Catherine Boussard captive son auditoire avec les expressions du Moyen Age qui sont arrivées jusqu'à nous.
On consignait les jugements sur un parchemin que l'on entourait autour d'un rouleau appelé "rôle". Et on jugeait ainsi les affaires à "tour de rôle". Elles étaient ensuite rangées dans un sac, ce qui fait que l'on pouvait dire que "l'affaire était dans le sac".

Pendant les tournois, les dames, qui portaient des robes lourdes et difficiles à nettoyer avec des manches amovibles, les détachaient pour les lancer à leur chevalier. Première manche, seconde manche et si les combattants n'étaient pas départagés, c'était, vous l'avez compris "une autre paire de manches".

On découvre aussi le jardin médiéval dont les productions servent à organiser des festins médiévaux; le lavoir à parquet flottant qui permettait de régler la hauteur pour travailler. Il est unique en France. Et aussi l'impressionnant colombier où vivaient jusqu'à 12.000 pigeons, lui aussi un des plus grands de France (Diderot le cite dans son Encyclopédie). Ils étaient élevés pour leur fiente qui servait d'engrais aux cultures et sa taille témoigne parfaitement de l'opulence de la ville.

Les seigneurs de Châteauvillain sont illustres dans l'histoire. Après Jean 1er arrière-petit-fils de Louis VII et pour ne citer qu'eux, il y a eu Nicolas de l'Hôpital, duc de Vitry capitaine des Gardes de Louis XIII et le Duc de Penthièvre, petit-fils de Louis XIV et de Madame de Montespan, grand seigneur - parce que son père avait été légitimé - , à la fois très riche et très généreux, il était surnommé le Prince des Pauvres. Avec ses grandes familles et toute l'histoire de France qui bruisse dans ses bourgs et ses villages, la Haute Marne a beaucoup à raconter.

Pour y séjourner, les chambres d'hôtes, gîtes et toutes sortes d'hébergements se sont multipliés. On peut aussi largement profiter de la nature, des forêts à pied et à vélo et des spécialités locales comme le fromage de Langres et les écrevisses de Thonnance-lès-Joinville dont c'est la pleine saison.

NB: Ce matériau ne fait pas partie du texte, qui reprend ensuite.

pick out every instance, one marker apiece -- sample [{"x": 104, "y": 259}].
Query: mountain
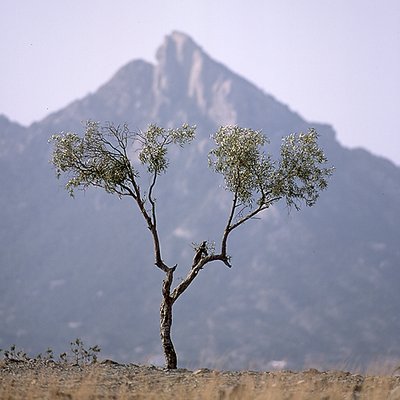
[{"x": 311, "y": 288}]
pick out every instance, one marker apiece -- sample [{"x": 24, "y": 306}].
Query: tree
[{"x": 111, "y": 157}]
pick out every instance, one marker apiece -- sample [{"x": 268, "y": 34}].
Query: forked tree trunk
[{"x": 165, "y": 332}]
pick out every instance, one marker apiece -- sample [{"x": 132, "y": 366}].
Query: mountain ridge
[{"x": 310, "y": 288}]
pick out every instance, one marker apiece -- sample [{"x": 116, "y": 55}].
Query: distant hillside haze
[{"x": 315, "y": 288}]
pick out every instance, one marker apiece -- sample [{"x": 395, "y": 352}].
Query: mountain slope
[{"x": 316, "y": 288}]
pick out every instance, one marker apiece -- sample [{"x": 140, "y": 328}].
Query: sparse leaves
[
  {"x": 79, "y": 355},
  {"x": 254, "y": 178},
  {"x": 239, "y": 158},
  {"x": 154, "y": 145},
  {"x": 301, "y": 173}
]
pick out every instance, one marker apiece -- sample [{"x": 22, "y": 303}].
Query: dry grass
[{"x": 110, "y": 381}]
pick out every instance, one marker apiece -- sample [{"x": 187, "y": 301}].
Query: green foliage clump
[
  {"x": 253, "y": 176},
  {"x": 78, "y": 354}
]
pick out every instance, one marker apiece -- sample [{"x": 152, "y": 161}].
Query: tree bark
[{"x": 171, "y": 360}]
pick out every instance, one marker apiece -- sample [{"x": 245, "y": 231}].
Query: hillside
[{"x": 315, "y": 288}]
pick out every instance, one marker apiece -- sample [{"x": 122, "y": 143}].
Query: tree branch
[{"x": 194, "y": 272}]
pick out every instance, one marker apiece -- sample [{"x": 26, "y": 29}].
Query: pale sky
[{"x": 332, "y": 61}]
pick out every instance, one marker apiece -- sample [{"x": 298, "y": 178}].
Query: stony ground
[{"x": 108, "y": 380}]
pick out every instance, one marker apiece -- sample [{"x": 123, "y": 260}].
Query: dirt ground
[{"x": 108, "y": 380}]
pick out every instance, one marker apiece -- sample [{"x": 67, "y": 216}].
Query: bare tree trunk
[
  {"x": 166, "y": 320},
  {"x": 165, "y": 332}
]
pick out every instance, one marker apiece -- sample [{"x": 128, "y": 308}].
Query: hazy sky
[{"x": 333, "y": 61}]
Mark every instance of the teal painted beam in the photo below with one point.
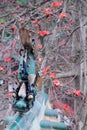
(54, 125)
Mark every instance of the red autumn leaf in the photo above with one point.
(52, 75)
(66, 107)
(22, 21)
(9, 94)
(7, 59)
(40, 59)
(47, 10)
(37, 26)
(14, 27)
(35, 21)
(68, 92)
(1, 68)
(56, 4)
(63, 15)
(56, 82)
(44, 71)
(77, 92)
(5, 1)
(14, 43)
(43, 33)
(39, 46)
(17, 7)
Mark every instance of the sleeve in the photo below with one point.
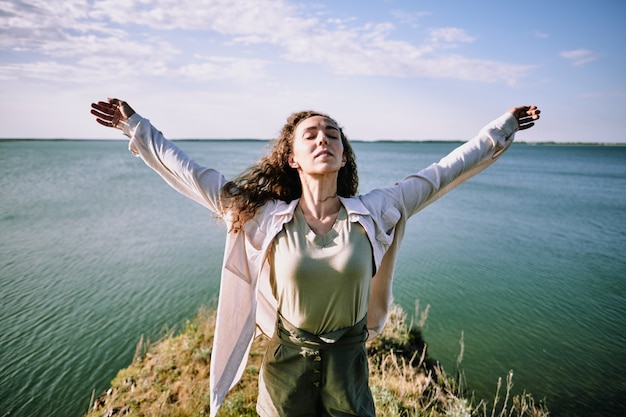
(421, 189)
(200, 184)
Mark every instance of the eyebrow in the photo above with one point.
(306, 129)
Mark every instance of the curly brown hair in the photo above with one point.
(272, 178)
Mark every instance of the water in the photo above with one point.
(525, 261)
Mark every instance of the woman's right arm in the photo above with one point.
(199, 183)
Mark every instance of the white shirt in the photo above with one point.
(246, 306)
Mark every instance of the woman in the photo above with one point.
(307, 262)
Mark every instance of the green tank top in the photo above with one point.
(322, 283)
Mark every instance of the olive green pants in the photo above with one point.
(304, 375)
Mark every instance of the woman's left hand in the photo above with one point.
(526, 116)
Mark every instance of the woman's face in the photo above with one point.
(317, 147)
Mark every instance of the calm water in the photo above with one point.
(526, 261)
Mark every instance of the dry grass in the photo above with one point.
(171, 378)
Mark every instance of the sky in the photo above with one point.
(385, 70)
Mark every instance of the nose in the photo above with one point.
(322, 139)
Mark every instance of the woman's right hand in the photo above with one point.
(112, 113)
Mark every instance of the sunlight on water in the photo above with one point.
(525, 260)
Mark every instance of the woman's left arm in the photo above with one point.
(421, 189)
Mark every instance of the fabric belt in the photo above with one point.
(288, 333)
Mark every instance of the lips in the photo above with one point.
(323, 152)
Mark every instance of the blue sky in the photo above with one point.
(385, 69)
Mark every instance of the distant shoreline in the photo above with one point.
(547, 143)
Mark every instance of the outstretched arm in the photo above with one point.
(112, 113)
(199, 183)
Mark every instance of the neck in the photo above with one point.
(319, 198)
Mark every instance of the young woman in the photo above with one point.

A l'automne, viendra le temps de la chasse (le Salon des Plaisirs de la Chasse et de la Nature se tient justement à Châteauvillain les 25 et 26 août…) dans une forêt domaniale de 10.000 ha qui sera bientôt, avec celle de la Côte d'Or, Parc Naturel National. Mais aussi celui des truffes, des vins, des alcools de fruits et de tout ce que produit cette terre grasse et généreuse. Mais là encore, c'est une autre paire de manches!